The Southeastern Conference made headlines in May when it decided to experiment with a pitch clock and between-innings clock at its conference tournament. As a result, the conference now could be responsible for the NCAA finally doing something about the pace of play in most college baseball games.
The NCAA Baseball Rules Committee passed a proposal Friday to mandate a 20-second pitch clock between pitches with no runners on base, a 90-second clock between innings of non-televised games and a 108-second clock in televised games. The rules committee left open the door for negotiating more time during televised games.
The potential revolutionary change still must be passed by the NCAA Playing Rules Oversight Panel, but it is highly likely the panel will approve the recommendation.

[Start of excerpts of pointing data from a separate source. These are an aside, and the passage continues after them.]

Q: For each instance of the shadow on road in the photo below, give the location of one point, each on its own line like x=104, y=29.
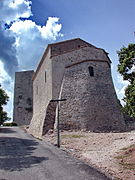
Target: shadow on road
x=6, y=130
x=17, y=154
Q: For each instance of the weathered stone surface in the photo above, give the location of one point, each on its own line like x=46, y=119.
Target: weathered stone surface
x=23, y=98
x=63, y=72
x=91, y=101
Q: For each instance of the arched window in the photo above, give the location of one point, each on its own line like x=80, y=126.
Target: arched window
x=91, y=70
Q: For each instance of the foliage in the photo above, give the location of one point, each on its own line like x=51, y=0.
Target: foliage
x=10, y=124
x=3, y=101
x=126, y=68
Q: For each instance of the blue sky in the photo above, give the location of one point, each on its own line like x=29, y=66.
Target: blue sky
x=108, y=24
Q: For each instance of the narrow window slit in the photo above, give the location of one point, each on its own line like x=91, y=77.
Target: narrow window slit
x=91, y=71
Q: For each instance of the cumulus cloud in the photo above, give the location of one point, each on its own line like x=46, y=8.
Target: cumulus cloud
x=33, y=38
x=8, y=51
x=12, y=10
x=22, y=41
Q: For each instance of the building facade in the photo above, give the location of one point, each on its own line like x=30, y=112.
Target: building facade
x=23, y=97
x=81, y=73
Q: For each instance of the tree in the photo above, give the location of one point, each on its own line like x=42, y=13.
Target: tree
x=126, y=68
x=3, y=101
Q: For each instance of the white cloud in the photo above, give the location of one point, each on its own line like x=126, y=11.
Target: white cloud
x=23, y=44
x=11, y=10
x=33, y=38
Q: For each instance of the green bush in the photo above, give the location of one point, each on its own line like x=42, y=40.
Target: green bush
x=10, y=124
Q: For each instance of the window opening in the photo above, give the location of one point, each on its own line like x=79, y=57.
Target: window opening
x=91, y=70
x=45, y=76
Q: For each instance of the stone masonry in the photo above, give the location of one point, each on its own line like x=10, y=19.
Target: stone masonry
x=81, y=73
x=23, y=98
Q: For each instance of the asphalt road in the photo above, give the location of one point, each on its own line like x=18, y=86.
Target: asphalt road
x=22, y=157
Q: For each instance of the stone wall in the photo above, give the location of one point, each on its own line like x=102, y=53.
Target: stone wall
x=91, y=101
x=23, y=98
x=42, y=94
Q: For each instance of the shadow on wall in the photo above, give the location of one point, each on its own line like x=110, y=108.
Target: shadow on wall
x=16, y=154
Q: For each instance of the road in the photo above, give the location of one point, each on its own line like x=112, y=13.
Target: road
x=22, y=157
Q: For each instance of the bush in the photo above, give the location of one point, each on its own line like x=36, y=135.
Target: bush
x=10, y=124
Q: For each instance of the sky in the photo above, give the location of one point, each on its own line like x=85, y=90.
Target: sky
x=27, y=26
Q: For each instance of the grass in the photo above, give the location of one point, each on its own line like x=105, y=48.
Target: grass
x=126, y=148
x=71, y=136
x=128, y=166
x=127, y=153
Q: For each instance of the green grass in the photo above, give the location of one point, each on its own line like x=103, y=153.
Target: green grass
x=126, y=148
x=72, y=136
x=128, y=166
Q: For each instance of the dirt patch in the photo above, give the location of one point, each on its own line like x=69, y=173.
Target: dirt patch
x=101, y=150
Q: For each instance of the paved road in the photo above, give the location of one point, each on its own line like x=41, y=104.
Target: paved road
x=23, y=157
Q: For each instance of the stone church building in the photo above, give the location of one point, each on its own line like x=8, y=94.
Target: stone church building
x=80, y=73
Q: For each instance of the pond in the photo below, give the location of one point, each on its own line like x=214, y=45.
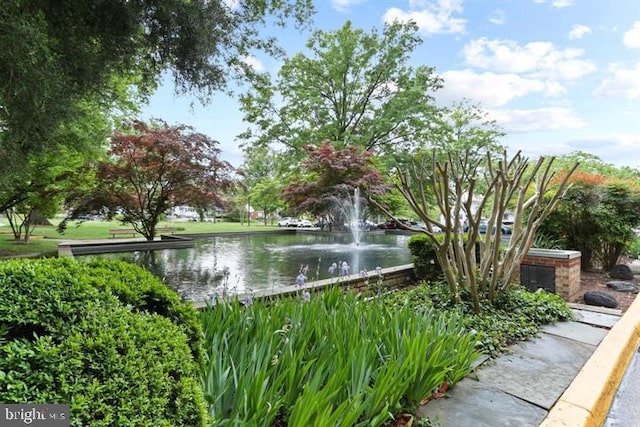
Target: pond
x=241, y=263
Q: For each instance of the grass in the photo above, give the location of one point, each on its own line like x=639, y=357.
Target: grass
x=45, y=238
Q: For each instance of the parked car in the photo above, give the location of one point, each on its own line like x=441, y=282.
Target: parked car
x=484, y=225
x=366, y=225
x=284, y=222
x=293, y=222
x=393, y=224
x=322, y=223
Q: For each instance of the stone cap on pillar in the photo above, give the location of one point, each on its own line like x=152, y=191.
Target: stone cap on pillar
x=553, y=253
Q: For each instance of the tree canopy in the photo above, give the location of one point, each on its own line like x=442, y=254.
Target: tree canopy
x=152, y=169
x=58, y=55
x=354, y=88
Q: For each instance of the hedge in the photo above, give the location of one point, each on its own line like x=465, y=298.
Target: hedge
x=78, y=334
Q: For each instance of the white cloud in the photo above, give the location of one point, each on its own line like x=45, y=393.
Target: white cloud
x=539, y=59
x=622, y=82
x=345, y=5
x=620, y=149
x=430, y=17
x=493, y=89
x=578, y=31
x=254, y=63
x=631, y=38
x=498, y=17
x=557, y=3
x=541, y=119
x=562, y=3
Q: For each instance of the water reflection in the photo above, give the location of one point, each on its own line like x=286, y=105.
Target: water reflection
x=236, y=264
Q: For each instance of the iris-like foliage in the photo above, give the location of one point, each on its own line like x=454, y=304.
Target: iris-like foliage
x=338, y=359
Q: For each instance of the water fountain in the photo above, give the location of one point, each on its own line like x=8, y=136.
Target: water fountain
x=350, y=207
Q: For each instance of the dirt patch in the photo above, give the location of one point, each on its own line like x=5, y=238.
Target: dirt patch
x=597, y=281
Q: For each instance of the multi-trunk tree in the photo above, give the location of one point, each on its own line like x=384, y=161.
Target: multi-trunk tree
x=151, y=169
x=597, y=217
x=465, y=188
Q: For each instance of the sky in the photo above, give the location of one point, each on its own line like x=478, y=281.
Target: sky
x=558, y=76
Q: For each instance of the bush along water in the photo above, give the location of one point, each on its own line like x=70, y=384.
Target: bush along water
x=335, y=359
x=107, y=339
x=514, y=316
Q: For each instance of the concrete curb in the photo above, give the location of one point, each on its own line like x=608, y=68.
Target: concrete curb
x=587, y=400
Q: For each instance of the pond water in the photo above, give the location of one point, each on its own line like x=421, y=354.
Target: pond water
x=236, y=264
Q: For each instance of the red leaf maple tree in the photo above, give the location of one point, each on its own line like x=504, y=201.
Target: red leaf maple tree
x=333, y=173
x=151, y=169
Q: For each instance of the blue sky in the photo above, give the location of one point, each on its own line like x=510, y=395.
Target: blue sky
x=557, y=75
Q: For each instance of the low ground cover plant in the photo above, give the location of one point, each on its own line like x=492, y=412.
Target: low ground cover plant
x=337, y=359
x=514, y=316
x=106, y=338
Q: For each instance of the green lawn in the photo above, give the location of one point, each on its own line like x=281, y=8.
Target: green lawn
x=45, y=239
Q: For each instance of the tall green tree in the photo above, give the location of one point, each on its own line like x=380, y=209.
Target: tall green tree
x=353, y=88
x=263, y=180
x=58, y=54
x=597, y=217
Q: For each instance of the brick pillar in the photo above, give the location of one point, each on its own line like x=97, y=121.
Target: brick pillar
x=566, y=265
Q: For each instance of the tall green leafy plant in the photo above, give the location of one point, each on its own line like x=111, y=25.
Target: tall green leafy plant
x=296, y=361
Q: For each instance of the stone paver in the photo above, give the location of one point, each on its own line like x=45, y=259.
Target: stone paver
x=518, y=388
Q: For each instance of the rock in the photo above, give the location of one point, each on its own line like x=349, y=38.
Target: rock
x=621, y=271
x=622, y=286
x=600, y=299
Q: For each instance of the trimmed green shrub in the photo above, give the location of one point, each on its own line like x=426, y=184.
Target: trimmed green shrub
x=515, y=316
x=135, y=287
x=65, y=339
x=424, y=257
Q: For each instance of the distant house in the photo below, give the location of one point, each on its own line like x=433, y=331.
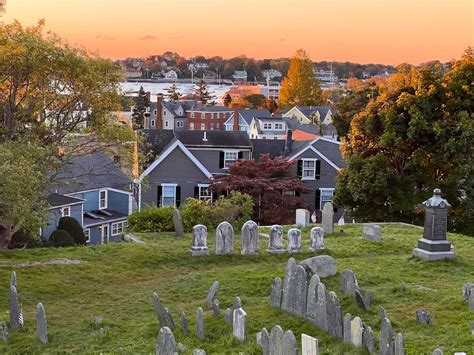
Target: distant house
x=93, y=190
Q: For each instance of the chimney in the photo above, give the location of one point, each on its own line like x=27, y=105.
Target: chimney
x=159, y=111
x=236, y=118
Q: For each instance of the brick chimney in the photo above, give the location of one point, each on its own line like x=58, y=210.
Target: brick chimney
x=159, y=111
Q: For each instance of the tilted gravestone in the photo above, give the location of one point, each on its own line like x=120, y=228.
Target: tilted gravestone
x=275, y=241
x=224, y=239
x=249, y=236
x=327, y=219
x=199, y=246
x=294, y=240
x=434, y=244
x=178, y=223
x=166, y=344
x=41, y=324
x=316, y=239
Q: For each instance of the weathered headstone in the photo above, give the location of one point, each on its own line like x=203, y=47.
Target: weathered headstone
x=290, y=345
x=41, y=324
x=211, y=294
x=184, y=322
x=224, y=239
x=357, y=330
x=321, y=265
x=309, y=345
x=327, y=219
x=316, y=241
x=386, y=337
x=199, y=246
x=276, y=341
x=275, y=295
x=423, y=316
x=178, y=223
x=200, y=329
x=249, y=235
x=294, y=240
x=166, y=344
x=372, y=232
x=434, y=244
x=239, y=324
x=302, y=217
x=334, y=318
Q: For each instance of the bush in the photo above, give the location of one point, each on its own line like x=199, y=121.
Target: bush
x=61, y=238
x=152, y=219
x=72, y=226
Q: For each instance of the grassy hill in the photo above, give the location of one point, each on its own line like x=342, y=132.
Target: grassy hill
x=116, y=282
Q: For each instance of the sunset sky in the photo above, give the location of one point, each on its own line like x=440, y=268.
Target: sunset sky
x=365, y=31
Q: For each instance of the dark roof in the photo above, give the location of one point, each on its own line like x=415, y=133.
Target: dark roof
x=89, y=172
x=214, y=138
x=55, y=200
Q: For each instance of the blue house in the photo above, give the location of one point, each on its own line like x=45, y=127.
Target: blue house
x=96, y=192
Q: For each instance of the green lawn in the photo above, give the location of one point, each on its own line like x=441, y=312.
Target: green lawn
x=118, y=280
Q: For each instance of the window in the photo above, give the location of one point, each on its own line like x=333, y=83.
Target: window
x=102, y=199
x=118, y=227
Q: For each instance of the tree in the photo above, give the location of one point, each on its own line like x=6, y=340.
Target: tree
x=300, y=86
x=266, y=180
x=173, y=94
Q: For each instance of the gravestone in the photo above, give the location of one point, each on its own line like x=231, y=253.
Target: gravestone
x=357, y=330
x=211, y=294
x=275, y=241
x=276, y=341
x=275, y=295
x=41, y=324
x=372, y=232
x=200, y=329
x=309, y=345
x=290, y=345
x=239, y=324
x=294, y=240
x=434, y=244
x=199, y=246
x=302, y=217
x=224, y=239
x=178, y=223
x=316, y=242
x=334, y=315
x=184, y=322
x=327, y=219
x=249, y=235
x=166, y=344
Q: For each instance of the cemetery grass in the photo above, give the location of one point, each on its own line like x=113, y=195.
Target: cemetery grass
x=116, y=282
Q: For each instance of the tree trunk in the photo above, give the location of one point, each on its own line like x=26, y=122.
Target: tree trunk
x=6, y=233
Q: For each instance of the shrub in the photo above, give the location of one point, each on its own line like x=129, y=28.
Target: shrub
x=72, y=226
x=61, y=238
x=152, y=219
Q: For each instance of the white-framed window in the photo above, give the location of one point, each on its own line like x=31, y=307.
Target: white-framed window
x=168, y=197
x=204, y=192
x=102, y=199
x=118, y=227
x=309, y=169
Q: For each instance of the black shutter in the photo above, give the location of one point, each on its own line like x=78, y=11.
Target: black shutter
x=160, y=194
x=317, y=201
x=178, y=196
x=221, y=160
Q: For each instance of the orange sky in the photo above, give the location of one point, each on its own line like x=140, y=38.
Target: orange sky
x=365, y=31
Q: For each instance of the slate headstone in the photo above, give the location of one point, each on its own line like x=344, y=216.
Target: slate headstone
x=41, y=324
x=249, y=235
x=224, y=239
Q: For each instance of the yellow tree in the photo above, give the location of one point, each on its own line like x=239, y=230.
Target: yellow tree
x=300, y=86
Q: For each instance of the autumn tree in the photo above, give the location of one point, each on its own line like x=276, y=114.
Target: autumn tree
x=269, y=182
x=300, y=86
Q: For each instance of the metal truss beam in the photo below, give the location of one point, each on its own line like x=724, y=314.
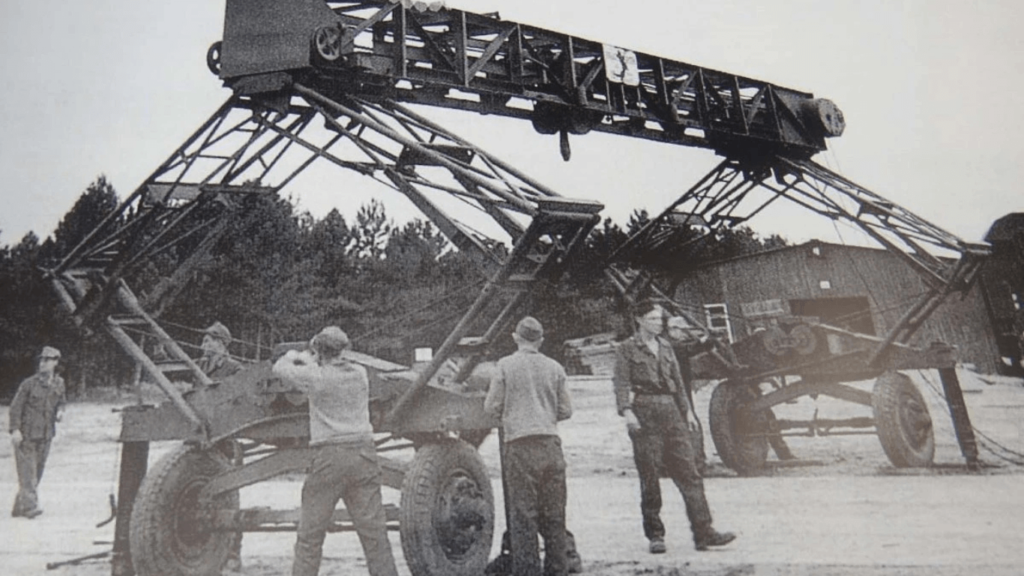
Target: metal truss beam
x=385, y=49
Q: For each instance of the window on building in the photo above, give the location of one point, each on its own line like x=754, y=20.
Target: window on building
x=717, y=317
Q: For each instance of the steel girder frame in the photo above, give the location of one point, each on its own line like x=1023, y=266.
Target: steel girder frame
x=254, y=146
x=733, y=193
x=479, y=63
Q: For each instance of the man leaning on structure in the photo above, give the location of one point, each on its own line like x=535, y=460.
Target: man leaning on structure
x=34, y=413
x=527, y=394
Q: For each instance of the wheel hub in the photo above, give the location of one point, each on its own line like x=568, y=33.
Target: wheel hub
x=461, y=516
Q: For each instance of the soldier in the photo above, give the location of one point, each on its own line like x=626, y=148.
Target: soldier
x=527, y=394
x=345, y=463
x=650, y=396
x=217, y=362
x=36, y=409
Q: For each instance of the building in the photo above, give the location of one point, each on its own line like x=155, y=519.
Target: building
x=866, y=290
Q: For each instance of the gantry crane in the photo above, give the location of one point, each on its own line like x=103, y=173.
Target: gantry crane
x=331, y=82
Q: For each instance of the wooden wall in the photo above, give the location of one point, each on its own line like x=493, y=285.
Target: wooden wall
x=890, y=285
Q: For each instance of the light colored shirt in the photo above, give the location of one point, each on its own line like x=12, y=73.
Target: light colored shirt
x=339, y=397
x=35, y=407
x=527, y=394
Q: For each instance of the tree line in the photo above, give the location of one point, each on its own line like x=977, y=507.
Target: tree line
x=280, y=275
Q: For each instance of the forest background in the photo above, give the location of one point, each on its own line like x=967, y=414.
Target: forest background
x=280, y=275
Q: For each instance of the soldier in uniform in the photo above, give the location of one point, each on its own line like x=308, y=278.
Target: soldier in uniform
x=344, y=466
x=650, y=395
x=34, y=413
x=528, y=396
x=216, y=362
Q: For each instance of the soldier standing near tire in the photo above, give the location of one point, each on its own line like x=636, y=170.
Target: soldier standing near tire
x=345, y=464
x=527, y=394
x=217, y=364
x=650, y=396
x=34, y=413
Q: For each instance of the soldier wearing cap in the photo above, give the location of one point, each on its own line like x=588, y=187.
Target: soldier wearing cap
x=527, y=394
x=34, y=413
x=216, y=362
x=649, y=394
x=345, y=464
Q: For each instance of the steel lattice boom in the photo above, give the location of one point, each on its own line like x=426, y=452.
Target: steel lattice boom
x=479, y=63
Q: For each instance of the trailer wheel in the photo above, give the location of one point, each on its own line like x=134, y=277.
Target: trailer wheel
x=168, y=534
x=446, y=518
x=902, y=420
x=738, y=435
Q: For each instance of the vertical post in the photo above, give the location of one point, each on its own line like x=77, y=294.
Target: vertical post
x=134, y=459
x=962, y=421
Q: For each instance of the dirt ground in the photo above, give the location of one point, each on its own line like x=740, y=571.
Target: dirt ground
x=841, y=508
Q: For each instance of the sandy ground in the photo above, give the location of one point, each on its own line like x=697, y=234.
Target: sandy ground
x=842, y=508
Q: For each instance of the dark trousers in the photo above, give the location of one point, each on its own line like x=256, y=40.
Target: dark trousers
x=535, y=469
x=30, y=457
x=664, y=443
x=351, y=474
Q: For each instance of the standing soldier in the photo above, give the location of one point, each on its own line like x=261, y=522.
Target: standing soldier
x=34, y=413
x=650, y=396
x=527, y=394
x=216, y=362
x=344, y=465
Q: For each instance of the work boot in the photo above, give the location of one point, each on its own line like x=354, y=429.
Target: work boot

"The committee was pleased with the results of the clock experimentation last year,” said Gary Overton, chair of the committee and associate athletic director at East Carolina. "We believe that enforcing these time limits will keep the pace of the game moving without artificially altering the game."
The rules committee recommendation confirms what was widely believed the past couple of months – the pitch clock and between-inning clock at the SEC tournament was a huge success.
In 2009, the average SEC tournament game lasted 3 hours 17 minutes. In 2010, the average tournament game lasted 2 hours 43 minutes, and the longest game lasted 3 hours 17 minutes, equal to the average of the '09 games.
Although there was no violation of the new rules at the SEC tournament, penalties would have been as follows: A pitcher is given a warning the first time he fails to throw a pitch by the end of the 20-second clock, and a second infraction results in an automatic ball. A hitter stepping out of the box inside five seconds of the clock striking zero would first be given a warning, and a second infraction would result in an automatic strike. For the between-inning clock, a team failing to be ready by the time the clock strikes zero would be penalized with either a ball or strike.
Under the committee's proposal, an umpire other than the home plate umpire could keep time. The responsibility also could go to a qualified umpire not on the field or to what the committee described as a “qualified operator.” However, some coaches expressed a concern about who exactly would be a “qualified operator.” The operator would determine infractions if the school has a visible pitch clock in the outfield (the clock at the SEC tournament was above the right-center field wall).
"Anytime you put something in the game subject to arbitrary stuff like a qualified operator, you could run into some issues. Just look at basketball," Rice coach Wayne Graham said. "The NCAA just needs to look at the enforcement of the rule and make sure it is done right. I don't really have a problem with the rule, but I also am fine with the way college baseball already is."
Plenty of coaches around the country will have opinions on the issue, but of the four coaches interviewed Friday, all agree the change likely would be good for college baseball. Some, though, believe it isn’t necessary.
Florida coach Kevin O'Sullivan echoed what many SEC coaches said during the tournament in May – that the pitch and inning clock really didn't change much.
"I don't think it had much of an effect to be honest with you," O'Sullivan said. "It sped things up between innings and really didn't have much effect other than pushing the game along. I didn't really see it as that big of a deal. Every team has a different philosophy. You just have to go out there and adapt to what your opponent is doing. This rule will be the same way."
The rule will have the most effect on some West Coast teams, which are known to play a time-consuming brand of baseball. Interestingly, though, Arizona's Andy Lopez and UCLA's John Savage favor the rule.
Lopez believes the Pac-10 suffers greatly when it comes to the postseason because of lack of exposure. He believes that shortening games with a pitch clock could lead to the conference becoming a more marketable product for television.
"If you can show some television people that your games aren't 4 hours 15 minutes all the time, it could very well be worth it to have a pitch clock," he said. "You can't deny the statistics. We probably have some games right now that shouldn't be going on that long.”
Savage had a slightly different opinion. Though not against the pitch and between-inning clock, he believes other factors contribute to the pace of play.
"I would just have a tough time having a pitch clock visible at a ballpark and believe it's tough to have a quick game when you have so much coach involvement,” he said. “With that said, I'm not opposed to the mandate. Overall, I favor speeding up the pace of play.
"I will say this, though. I don't think it's the time between innings that makes college games last so long. I think it all boils down to more contact with an aluminum bat and the fact that so much strategy goes into games, with each game meaning so much to the RPI."
The popularity of the sport is at an all-time high and the NCAA is making more money than ever from the postseason. However, the NCAA wants baseball to become a more marketable television product. That would benefit everyone involved in the game.
The length of some college games has turned off some fans.
This is the NCAA's way of getting those fans back and adding more.
What once seemed like a terrible idea now seems genius.